Introduction

Count events frequently occur in all disciplines. In demography, count data like number of children ever born, number of deaths, and number of migration times have been previously modelled by Poisson regression [1]. One of the important assumptions guiding the use of Poisson distribution; is the equality of mean and variance which may not be feasible in reality.

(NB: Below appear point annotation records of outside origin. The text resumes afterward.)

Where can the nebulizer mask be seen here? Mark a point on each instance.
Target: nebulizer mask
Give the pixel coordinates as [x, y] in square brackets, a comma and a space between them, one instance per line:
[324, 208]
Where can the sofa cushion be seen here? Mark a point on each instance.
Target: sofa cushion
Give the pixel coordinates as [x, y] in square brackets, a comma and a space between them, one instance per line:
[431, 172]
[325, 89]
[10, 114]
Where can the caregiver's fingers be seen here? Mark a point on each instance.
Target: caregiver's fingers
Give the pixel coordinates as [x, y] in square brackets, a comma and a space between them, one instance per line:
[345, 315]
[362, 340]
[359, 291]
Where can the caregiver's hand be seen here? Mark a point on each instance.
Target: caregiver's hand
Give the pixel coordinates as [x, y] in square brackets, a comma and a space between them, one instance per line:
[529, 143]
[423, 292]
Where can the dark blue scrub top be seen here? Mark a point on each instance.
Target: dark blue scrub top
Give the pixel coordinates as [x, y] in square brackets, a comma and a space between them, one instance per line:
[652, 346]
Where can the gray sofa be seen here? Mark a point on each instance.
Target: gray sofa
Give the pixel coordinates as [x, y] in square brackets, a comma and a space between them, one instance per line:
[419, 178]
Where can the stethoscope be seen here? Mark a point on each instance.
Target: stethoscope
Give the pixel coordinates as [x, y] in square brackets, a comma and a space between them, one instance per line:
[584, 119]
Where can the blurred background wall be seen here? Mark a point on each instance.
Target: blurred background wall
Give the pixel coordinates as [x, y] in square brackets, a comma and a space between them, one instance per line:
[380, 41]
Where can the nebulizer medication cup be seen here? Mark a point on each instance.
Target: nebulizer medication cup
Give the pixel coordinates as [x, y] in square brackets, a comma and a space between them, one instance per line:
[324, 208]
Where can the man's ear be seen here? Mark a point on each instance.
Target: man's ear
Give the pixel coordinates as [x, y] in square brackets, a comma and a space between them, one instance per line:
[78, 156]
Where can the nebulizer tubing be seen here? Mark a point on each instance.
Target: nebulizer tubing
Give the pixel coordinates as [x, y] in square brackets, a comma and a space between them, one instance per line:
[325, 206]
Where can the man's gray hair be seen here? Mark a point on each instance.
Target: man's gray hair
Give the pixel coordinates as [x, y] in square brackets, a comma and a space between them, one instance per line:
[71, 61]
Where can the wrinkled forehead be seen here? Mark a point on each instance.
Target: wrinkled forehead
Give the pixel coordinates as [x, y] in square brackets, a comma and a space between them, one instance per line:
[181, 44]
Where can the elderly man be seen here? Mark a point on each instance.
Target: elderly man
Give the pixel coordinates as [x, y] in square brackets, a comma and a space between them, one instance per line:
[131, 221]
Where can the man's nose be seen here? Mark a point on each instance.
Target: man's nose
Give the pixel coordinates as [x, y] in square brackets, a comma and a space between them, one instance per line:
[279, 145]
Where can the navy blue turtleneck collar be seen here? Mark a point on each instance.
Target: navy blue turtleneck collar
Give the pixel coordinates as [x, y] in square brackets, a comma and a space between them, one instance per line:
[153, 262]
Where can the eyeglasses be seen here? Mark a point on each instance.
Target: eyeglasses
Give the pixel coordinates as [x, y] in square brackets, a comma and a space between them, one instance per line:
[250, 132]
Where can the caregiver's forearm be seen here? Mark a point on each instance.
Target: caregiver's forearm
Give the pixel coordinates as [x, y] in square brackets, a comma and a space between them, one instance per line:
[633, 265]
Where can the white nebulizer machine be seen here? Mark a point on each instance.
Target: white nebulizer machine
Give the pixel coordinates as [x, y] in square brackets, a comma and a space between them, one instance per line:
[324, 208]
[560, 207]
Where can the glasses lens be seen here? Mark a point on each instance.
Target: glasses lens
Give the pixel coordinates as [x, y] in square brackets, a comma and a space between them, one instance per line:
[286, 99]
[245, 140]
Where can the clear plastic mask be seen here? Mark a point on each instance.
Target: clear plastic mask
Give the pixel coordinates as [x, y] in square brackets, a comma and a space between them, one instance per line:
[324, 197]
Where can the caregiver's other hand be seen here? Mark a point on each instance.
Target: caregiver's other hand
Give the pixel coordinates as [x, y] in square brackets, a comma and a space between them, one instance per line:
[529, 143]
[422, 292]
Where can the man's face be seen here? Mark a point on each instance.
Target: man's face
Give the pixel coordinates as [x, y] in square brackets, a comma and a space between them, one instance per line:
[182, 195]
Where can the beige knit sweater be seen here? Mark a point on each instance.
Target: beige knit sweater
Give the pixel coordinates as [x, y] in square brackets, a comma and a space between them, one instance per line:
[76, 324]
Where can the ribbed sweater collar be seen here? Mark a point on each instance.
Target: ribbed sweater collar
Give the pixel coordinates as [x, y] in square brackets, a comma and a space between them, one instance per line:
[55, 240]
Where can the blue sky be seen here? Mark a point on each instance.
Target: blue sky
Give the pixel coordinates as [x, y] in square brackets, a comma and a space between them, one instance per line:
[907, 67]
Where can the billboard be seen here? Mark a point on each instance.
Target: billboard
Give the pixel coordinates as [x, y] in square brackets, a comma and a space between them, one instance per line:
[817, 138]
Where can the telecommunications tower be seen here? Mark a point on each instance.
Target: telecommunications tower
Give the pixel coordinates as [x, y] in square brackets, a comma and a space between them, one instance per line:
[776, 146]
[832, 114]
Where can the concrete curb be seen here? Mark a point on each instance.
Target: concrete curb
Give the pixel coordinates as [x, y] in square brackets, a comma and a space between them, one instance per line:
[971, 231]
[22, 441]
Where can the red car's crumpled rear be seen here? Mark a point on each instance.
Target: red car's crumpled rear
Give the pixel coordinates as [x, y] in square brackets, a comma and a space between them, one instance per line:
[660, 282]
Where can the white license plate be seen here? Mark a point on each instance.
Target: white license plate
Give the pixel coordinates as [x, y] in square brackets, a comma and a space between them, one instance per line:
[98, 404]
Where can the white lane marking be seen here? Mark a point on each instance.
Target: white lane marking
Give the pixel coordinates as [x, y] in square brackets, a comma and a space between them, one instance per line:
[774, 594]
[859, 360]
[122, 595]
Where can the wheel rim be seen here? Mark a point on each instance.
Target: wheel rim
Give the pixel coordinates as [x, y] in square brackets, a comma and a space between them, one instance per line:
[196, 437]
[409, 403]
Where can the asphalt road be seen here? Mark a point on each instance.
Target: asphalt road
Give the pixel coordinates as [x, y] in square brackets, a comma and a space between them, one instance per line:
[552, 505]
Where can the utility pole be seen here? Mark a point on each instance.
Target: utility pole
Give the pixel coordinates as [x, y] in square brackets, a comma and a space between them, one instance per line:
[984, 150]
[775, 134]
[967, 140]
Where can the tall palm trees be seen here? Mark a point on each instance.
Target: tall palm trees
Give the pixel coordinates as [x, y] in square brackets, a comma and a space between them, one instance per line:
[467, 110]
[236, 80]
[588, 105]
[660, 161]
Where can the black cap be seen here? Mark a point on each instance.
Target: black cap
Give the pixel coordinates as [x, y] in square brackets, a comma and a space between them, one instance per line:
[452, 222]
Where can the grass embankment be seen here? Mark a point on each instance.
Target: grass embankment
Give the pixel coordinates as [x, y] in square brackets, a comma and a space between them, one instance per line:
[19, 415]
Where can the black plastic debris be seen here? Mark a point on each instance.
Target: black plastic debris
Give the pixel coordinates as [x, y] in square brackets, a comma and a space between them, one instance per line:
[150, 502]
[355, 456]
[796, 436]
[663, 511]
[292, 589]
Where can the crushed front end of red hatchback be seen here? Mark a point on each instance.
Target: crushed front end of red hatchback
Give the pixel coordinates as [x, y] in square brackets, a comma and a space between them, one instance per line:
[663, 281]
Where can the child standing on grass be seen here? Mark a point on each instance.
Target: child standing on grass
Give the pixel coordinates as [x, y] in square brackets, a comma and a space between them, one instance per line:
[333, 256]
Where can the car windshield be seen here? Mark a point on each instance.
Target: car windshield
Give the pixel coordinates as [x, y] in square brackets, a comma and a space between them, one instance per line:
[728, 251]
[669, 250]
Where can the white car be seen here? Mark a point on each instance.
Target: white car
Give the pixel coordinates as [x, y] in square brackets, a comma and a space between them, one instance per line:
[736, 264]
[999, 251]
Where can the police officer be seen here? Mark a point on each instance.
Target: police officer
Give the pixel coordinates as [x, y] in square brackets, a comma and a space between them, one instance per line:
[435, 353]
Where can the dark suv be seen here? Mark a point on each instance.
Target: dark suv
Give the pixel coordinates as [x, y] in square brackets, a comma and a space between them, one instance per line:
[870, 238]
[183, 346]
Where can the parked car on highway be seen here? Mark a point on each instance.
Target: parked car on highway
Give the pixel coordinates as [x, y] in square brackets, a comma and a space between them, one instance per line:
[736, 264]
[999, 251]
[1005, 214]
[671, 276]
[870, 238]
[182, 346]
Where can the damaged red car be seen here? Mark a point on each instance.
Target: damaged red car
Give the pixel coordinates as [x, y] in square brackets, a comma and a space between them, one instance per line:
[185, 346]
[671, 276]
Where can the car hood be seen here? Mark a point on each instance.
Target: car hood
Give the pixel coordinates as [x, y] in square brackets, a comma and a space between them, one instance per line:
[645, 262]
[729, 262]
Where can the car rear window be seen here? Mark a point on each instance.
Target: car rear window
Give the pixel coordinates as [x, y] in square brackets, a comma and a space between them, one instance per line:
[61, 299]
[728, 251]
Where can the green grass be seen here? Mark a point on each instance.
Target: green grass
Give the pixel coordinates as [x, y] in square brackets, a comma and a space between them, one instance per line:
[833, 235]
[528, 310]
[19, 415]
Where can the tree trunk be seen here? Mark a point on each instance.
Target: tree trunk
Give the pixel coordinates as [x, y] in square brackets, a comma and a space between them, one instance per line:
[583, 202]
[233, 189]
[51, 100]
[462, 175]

If this assumption is violated, the estimation method will produce biased estimates, inefficient standard errors, and misleading confidence interval and p-values [2]. Based on this limitation, researchers have recommended the use of negative binomial distribution which have an additional parameter that accounts for the usual occurrence of over-dispersion in count outcomes; thus, relaxing the constraint of equality of mean and variance [3].

Researchers have also argued that, count events are mainly characterized with large number of zeros [4,5,6,7] and this situation make modeling count data using both Poisson and negative binomial model inappropriate. Although, Poisson and negative binomial distribution assume possibilities of having zero counts but data may consist of large number of zero responses which violate the distributional assumptions of both models often referred to as the excess zero problems. Several studies have modelled fertility experience based on the distribution of the fertility pattern in different countries [3, 8,9,10,11,12,13,14] with a view to identifying factors influencing fertility. In Nigeria, the determinants of fertility have been examined using Poisson regression to account for the count nature of the variable [9, 11] and also negative binomial to account for over-dispersion or heterogeneity [3, 8]. Aside the limitation of the use of Poisson and negative binomial models for fertility data in Nigeria, the analysis is often conducted at national level thus neglecting some of the consequences of cultural diversities at regional level.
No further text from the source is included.